In definitiva, la normativa appena richiamata individua, in capo all’Amministrazione, una duplice alternativa obbligazione, ossia quella del rimborso delle spese di trasloco (trasporto di beni mobili e masserizie) sostenute dal dipendente trasferito d’ufficio ovvero quella dell’esecuzione diretta della prestazione, da effettuarsi con mezzi propri della stessa Amministrazione oppure avvalendosi dell’opera di un terzo da essa scelto e sorvegliato. Ne consegue che il debitore della prestazione nei confronti del dipendente – creditore è e rimane la sola Amministrazione, la quale può operare in via diretta oppure tramite un ditta all’uopo specializzata con la quale stipulare apposita convenzione.

In tal senso, è coerente con tale ricognizione normativa l’assunto della Corte territoriale – supportato dalla “documentazione in atti, ed in particolare dalla circolare di data 7.5.1996” – in ordine al concreto operare degli obblighi dell’Amministrazione convenuta, ossia della “volontaria e diretta presa in carico… della prestazione di trasporto, seppur materialmente eseguita con l’ausilio di una ditta terza”, dovendo la stessa Amministrazione o “provvedere al rimborso delle spese o direttamente all’effettuazione del trasporto, seppur avvalendosi di una ditta convenzionata”.
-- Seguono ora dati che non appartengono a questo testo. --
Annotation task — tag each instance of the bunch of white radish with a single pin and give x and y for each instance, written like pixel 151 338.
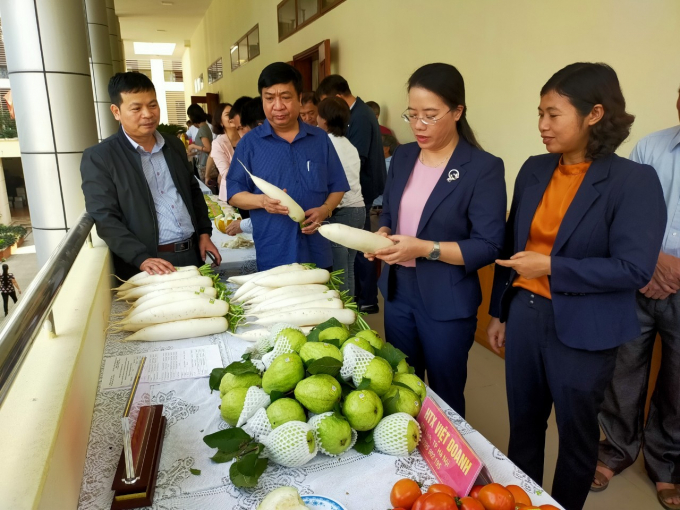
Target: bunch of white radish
pixel 172 306
pixel 297 294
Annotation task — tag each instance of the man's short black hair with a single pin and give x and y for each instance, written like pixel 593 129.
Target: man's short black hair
pixel 279 73
pixel 333 85
pixel 252 113
pixel 128 83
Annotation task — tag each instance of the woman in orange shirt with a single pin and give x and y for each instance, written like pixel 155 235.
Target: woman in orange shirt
pixel 584 233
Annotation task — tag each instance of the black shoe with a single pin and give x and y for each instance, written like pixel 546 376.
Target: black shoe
pixel 369 309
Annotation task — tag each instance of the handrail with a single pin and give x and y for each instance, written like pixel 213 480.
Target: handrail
pixel 23 325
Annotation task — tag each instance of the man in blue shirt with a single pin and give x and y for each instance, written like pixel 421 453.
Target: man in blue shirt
pixel 623 410
pixel 297 158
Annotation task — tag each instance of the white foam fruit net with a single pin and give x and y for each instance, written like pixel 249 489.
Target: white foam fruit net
pixel 315 421
pixel 258 425
pixel 390 435
pixel 287 444
pixel 280 344
pixel 354 364
pixel 256 398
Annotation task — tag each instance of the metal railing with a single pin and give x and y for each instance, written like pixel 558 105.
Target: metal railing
pixel 23 325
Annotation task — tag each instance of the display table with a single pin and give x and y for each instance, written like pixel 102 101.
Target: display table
pixel 358 482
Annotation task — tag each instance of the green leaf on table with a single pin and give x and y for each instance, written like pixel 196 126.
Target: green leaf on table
pixel 327 365
pixel 365 443
pixel 391 354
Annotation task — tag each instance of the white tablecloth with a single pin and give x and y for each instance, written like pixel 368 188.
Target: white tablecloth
pixel 358 482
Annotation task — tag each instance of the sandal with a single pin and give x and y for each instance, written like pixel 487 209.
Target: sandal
pixel 601 482
pixel 665 494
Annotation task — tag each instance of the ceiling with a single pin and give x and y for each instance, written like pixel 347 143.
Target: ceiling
pixel 151 21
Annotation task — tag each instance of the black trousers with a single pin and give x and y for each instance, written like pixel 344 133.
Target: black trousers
pixel 5 299
pixel 622 416
pixel 542 371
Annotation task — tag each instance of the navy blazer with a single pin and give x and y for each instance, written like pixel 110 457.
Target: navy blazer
pixel 468 206
pixel 605 250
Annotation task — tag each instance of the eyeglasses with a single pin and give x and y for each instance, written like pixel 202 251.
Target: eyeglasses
pixel 413 119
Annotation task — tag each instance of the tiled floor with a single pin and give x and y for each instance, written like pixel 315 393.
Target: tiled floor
pixel 487 411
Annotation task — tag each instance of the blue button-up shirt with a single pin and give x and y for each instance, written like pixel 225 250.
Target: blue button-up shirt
pixel 174 220
pixel 662 151
pixel 309 169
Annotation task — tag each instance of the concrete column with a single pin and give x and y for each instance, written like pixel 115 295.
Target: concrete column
pixel 114 37
pixel 47 60
pixel 101 67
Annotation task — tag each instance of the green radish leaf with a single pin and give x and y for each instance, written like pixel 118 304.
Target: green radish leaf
pixel 365 443
pixel 328 365
pixel 228 440
pixel 391 354
pixel 364 384
pixel 216 378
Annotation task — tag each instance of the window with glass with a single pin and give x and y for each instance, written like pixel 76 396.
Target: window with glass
pixel 293 15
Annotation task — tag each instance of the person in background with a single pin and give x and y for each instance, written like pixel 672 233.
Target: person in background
pixel 203 142
pixel 309 109
pixel 364 133
pixel 333 118
pixel 296 157
pixel 8 284
pixel 222 149
pixel 583 235
pixel 622 415
pixel 140 190
pixel 444 207
pixel 376 109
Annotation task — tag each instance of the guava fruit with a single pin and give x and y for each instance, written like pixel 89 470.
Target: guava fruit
pixel 312 351
pixel 373 338
pixel 231 381
pixel 379 371
pixel 232 405
pixel 414 382
pixel 405 402
pixel 363 409
pixel 318 393
pixel 284 410
pixel 283 374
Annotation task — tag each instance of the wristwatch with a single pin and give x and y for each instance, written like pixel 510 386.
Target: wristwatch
pixel 434 254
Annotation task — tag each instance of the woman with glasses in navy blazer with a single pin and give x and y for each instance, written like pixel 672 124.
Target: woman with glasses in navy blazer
pixel 444 205
pixel 583 235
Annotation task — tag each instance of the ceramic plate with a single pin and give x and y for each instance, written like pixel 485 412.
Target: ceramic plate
pixel 321 503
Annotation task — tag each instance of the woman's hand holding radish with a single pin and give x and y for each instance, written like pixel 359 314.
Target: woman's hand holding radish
pixel 157 266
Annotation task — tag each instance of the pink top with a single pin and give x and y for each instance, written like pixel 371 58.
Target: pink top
pixel 222 152
pixel 418 189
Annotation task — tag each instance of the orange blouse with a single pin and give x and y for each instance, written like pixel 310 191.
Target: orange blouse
pixel 548 217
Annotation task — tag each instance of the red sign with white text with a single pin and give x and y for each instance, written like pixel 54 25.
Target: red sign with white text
pixel 449 456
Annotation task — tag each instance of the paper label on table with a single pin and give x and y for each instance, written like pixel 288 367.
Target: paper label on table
pixel 161 366
pixel 450 458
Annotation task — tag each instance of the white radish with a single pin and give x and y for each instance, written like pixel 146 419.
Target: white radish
pixel 295 278
pixel 354 238
pixel 241 279
pixel 191 328
pixel 295 212
pixel 309 317
pixel 283 292
pixel 295 300
pixel 137 292
pixel 179 311
pixel 324 303
pixel 208 291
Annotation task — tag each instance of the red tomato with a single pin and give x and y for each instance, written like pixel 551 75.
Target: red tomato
pixel 468 503
pixel 404 493
pixel 519 494
pixel 496 497
pixel 474 492
pixel 440 487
Si tratta, dunque, di una pertinente riconduzione della fattispecie materiale nell’alveo del modello di responsabilità di cui all’art. 1228 c.c., per cui il debitore risponde del fatto degli ausiliari, non risultando invece perspicua, rispetto all’esito interpretativo del giudice del merito, l’evocazione del ricorrente dei principi in tema di responsabilità dell’appaltatore (individuato dal Ministero nell’impresa C. s.r.l.), che operano ove il committente (il Ministero stesso) che rimanga, come di regola, estraneo alla sfera di autonomia dell’appaltatore – non abbia alcuna relazione giuridica con il terzo danneggiato.

Del resto, proprio l’anzidetta configurazione giuridica dei rapporti implicati nella specie, come fatta propria dal giudice del merito, non è impedita dalla circostanza di un appalto tra Ministero e ditta convenzionata, non potendosi escludere che l’impresa appaltatrice svolga la propria opera nella veste di ausiliario del debitore dell’obbligazione principale, rimanendo la posizione del creditore comunque garantita in base all’art. 1228 c.c., quale norma che opera a prescindere dalla natura del rapporto che lega il debitore della prestazione all’ausiliario, risultando essenziale soltanto che il debitore in ogni caso si avvalga dell’opera dell’ausiliario nell’attuazione dell’obbligazione assunta, ponendo tale opera a disposizione del creditore, sicchè la stessa risulti così inserita nel procedimento esecutivo del rapporto obbligatorio (Cass., 14 luglio 2016, n. 14355).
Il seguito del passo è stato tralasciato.